Jaskowski et al1 have confirmed our previous paper2 reporting an association between BAT26 stability and germline MSH2 deletion. Among seven highly unstable tumours with MSH2 deletion spanning exon 5 they found normal BAT26 sequences in 4. Although their analysis was based on a small number of tumours, they observed this phenomenon in 57% of cases, a percentage very close to the 68% we obtained in the analysis of 19 tumour DNAs.2 It is reasonable to suppose that the molecular mechanism leading to somatic loss of BAT26 sequences, as we described previously,2 is responsible for the observed BAT26 stability in both subsets of MSH2 deleted tumours.

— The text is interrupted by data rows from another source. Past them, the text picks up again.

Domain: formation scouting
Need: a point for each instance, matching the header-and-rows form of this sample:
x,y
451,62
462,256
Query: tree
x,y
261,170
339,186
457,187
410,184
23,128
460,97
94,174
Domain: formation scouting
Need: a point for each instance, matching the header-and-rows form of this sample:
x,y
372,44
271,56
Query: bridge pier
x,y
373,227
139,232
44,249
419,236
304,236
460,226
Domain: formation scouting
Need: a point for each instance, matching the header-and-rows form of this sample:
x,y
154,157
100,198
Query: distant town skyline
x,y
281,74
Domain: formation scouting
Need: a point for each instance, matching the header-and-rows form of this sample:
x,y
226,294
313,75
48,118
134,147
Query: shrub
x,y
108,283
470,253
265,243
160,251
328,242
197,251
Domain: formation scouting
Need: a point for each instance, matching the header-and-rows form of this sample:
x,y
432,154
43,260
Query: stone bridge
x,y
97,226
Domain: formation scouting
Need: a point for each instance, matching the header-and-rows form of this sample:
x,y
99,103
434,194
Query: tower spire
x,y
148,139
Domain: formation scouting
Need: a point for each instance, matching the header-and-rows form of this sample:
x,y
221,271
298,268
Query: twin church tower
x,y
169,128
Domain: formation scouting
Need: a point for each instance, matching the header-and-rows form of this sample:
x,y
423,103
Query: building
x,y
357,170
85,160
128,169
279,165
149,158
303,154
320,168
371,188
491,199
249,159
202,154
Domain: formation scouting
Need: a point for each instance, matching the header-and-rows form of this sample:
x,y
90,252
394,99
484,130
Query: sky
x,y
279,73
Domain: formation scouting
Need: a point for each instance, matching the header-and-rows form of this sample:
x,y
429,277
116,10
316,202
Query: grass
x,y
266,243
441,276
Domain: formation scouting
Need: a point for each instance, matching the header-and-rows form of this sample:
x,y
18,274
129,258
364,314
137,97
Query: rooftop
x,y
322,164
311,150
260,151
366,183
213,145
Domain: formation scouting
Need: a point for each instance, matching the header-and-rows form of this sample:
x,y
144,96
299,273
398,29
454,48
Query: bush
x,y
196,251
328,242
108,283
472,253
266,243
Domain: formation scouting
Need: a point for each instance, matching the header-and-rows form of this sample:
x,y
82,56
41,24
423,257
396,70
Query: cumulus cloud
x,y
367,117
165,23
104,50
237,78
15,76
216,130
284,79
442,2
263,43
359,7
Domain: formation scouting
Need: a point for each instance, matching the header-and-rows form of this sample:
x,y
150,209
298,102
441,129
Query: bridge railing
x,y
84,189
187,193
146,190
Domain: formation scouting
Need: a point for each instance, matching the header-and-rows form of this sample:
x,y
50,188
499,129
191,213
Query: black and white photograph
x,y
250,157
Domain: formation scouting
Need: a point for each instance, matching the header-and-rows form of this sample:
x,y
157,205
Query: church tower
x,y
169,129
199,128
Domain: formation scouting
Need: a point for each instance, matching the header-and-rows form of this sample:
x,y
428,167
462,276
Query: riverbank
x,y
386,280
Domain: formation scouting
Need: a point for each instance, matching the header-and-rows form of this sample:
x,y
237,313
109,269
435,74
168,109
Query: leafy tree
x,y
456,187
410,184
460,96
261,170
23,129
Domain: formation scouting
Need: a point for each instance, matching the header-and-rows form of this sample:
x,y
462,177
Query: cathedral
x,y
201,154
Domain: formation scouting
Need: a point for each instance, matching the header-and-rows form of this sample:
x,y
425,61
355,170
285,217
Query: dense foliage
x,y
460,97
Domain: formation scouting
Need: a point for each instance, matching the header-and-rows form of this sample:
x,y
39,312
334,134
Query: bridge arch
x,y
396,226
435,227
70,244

In our current dataset including 29 MLH1- and 49 MSH2-mutated tumours (27 of which retaining exon 5), only two additional cases displayed BAT26 stability; these were from two patients who were heterozygous for point mutations in MSH2 and MLH1, respectively. On the contrary, in the study by Jaskowski et al1 6/48 (12.5%) samples from patients with MSH2 germline mutations with exon 5 retention and only one out of 53 (1.8%) samples from MLH1 mutation carriers were found to be stable at BAT26. A different prevalence of BAT26 instability was also detected in a series of moderate–high-risk tumours, for which distinction between MLH1- and MSH2-related cases was based on immunohistochemistry alone. In the hereditary tumours such differential BAT26 stability was associated with an overall lower degree of instability in MSH2 compared to MLH1-related cancers (69.9 and 81.5% unstable markers, respectively).

On the other hand, extrapolating data from some previous studies on different series of unstable tumours with MLH1 and MSH2 defects and considering only the markers belonging to the reference NCI panel, the average percentage of instability was 92 and 79.4%,3 92.3 and 86.8%4, 80 and 72%,5 for MLH1 and MSH2 tumours, respectively. Nonetheless, despite the constant slight instability excess of MLH1 tumours, statistically significant differences could not be highlighted, even when these data were pooled (89.8 and 80.1%; P=0.08, Fisher's exact test).

We also analyzed in more detail our MSI data on a total of 78 unstable tumours with unequivocal test results (among which 61 were colorectal adenocarcinomas); in this series, we could not find a higher instability in the MLH1 group. In fact, despite the inclusion of 14 samples with germline MSH2 intragenic deletion and wild-type BAT26 sequences, the average number of unstable markers per tumour was 79.6% in 29 MLH1-deficient tumours and 83.6% in 49 MSH2-deficient tumours (P=0.38, Fisher's exact test). Similar figures were obtained when the analysis was restricted to the 23 MLH1- and 38 MSH2-mutated unstable colorectal carcinomas only (78.3 and 86.8%; P=0.1, Fisher's exact test).

Histopathological features and mutational spectra of the tumours analyzed could account for the discrepancies between ours and Jaskowski et al's1 data.

In conclusion, we welcomed additional evidences of the limited usefulness of BAT26 alone for the detection of MMR deficiency, and we read with interest this letter suggesting that MSH2 mutation carriers have increased BAT26 stability overall, compared to MLH1 mutation carriers. It is noteworthy that while our study evidenced a strong association between BAT26 stability and exon 5 MSH2 loss, Jaskowski et al's1 data showed that the absence of BAT26 instability is indicative of a generic MSH2 mutation. If further confirmed, this could represent an additional element to properly address mutational analyses. It is unclear whether the observed BAT26 stability is a consequence of a lower overall degree of instability in the MSH2-mutated tumours or it is a locus-specific molecular phenomenon connected with the presence of BAT26 in the MSH2 gene. It will be very interesting to investigate this issue in more detail, for instance by analyzing several mono- and di-nucleotides on additional larger series, to verify the proportion of markers that escape instability in MSH2-deficient tumours.